L = ( [0.1404 × log_{10} 2S/D_{C}] + [0.0153 × L/L_{O}] ) × 10^{-3} Henries per 1,000 ft

Where,

L = inductance to neutral

L/L_{O} = correction factor from **Table 1** (click here to see **Table 1**)

S = axial spacing between conductors (in.)

D_{C} = Conductor diameter (in.)

### Calculating resistance ratios

From the original Neher McGrath paper titled “The Calculation of Temperature Rise and Load Capability of Cable Systems,” we know that for any cable system, the AC/DC resistance ratio of the conductor (R_{AC}/R_{DC}) is expressed by the following equation:

R_{AC}/R_{DC} = 1 + Y_{C} + Y_{S} + Y_{P} (Eq. 1)

Where Y_{C}, Y_{S}, and Y_{P} are the effects due to the conductor, sheath, and conduit, respectively.

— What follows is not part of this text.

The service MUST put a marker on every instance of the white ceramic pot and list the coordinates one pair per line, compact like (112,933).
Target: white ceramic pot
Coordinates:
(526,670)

Because we're considering only nonmetallic sheaths in air or nonmetallic conduit, we have to be concerned only with Y_{C} in our discussion.

The Neher McGrath paper also shows that you can express Y_{C} as follows:

Y_{C} = Y_{CS} + Y_{CP}

Where Y_{CS} is the conductor component due to *skin effect* and Y_{CP} is the conductor component due to *proximity effect*.

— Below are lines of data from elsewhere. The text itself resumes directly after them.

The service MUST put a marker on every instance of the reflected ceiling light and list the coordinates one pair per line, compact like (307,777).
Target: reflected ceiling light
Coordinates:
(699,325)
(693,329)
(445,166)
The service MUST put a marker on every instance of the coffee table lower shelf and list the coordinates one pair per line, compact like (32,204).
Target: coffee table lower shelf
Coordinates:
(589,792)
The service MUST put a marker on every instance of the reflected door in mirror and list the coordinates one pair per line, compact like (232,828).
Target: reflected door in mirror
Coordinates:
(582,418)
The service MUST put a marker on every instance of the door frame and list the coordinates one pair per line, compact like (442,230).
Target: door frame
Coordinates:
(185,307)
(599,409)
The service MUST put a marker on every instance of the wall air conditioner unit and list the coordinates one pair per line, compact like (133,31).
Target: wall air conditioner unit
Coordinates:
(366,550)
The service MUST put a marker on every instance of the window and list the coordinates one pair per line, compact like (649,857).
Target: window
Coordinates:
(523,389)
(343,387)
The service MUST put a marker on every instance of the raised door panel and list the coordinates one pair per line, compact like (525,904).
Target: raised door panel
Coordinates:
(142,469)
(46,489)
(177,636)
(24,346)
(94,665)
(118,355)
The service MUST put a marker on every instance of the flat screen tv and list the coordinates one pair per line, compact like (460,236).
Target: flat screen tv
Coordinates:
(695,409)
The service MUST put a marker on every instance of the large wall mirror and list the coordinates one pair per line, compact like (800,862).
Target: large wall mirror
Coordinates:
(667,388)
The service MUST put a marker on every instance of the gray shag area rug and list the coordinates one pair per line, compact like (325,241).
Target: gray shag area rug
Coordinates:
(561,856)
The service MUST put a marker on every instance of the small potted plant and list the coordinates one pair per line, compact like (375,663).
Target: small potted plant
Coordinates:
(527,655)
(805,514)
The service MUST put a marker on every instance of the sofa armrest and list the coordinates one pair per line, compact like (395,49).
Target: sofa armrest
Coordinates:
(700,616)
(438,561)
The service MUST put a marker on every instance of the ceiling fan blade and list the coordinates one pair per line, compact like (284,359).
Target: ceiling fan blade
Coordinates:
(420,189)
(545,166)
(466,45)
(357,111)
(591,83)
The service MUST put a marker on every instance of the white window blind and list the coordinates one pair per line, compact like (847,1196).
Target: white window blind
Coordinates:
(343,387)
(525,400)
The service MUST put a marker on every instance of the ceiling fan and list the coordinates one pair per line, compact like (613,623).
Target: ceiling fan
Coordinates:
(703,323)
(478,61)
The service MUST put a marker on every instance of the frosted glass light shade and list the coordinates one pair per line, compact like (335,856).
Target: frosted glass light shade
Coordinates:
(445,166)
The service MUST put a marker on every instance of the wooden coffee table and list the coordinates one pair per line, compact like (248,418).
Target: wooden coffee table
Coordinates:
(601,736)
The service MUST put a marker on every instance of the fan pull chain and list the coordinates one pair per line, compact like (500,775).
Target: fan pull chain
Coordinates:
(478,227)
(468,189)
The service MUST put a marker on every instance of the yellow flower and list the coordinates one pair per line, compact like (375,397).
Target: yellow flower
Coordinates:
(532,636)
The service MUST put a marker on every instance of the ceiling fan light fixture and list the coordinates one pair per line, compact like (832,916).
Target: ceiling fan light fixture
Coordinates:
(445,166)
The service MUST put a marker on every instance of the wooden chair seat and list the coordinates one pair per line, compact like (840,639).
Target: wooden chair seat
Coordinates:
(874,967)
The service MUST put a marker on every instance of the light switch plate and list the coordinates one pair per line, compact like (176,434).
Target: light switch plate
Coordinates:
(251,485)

So taking into consideration the above comments, Equation 1 becomes:

R_{AC}/R_{DC} = 1 + Y_{CS} + Y_{CP} (Eq. 2)

Both the skin and proximity effects are a function of F_{(x)} which for solid and concentric round conductors is given in Table 1. Thus, for Y_{CS} and Y_{CP}, we have the following equations:

Y_{CS} = F_{(x)} (Eq. 3)

Y_{CP} = F_{(x)} K^{2} × [ (1.18/F_{(X)} + 0.27) + 0.312K^{2} ] (Eq. 4)

Where,

K = D_{C}/S,

x = 0.0276 × √f/R_{DC}

f = frequency in Hz

R_{DC} = conductor direct current resistance at operating temperature (ohms per 1,000 ft)

D_{C} = conductor diameter (in.)

S = axial spacing between conductors (in.)

F_{(x)} = function of x from Table 1

**Table 2** (click here to see **Table 2**) lists the AC/DC resistance ratios as calculated from Equations 3 and 4. *Note*: B = f/√R_{DC }and K = D_{C}/S

You can determine the ampacity of a given conductor size at 400 Hz by multiplying the 60-Hz rating by the corresponding derating factor. For the larger sizes, the deratings are on the conservative side in that they are actually based on DC ratings of the conductors. You can consider the small error, on the safe side, as negligible in view of the possible variations in insulation thicknesses, etc.

In addition, the resistance ratios provided here do not include losses in any metal sheath, armor, or conduit. Losses in a thin aluminum armor tape may be small, but those in a metal conduit could be large enough to cause trouble if currents are large.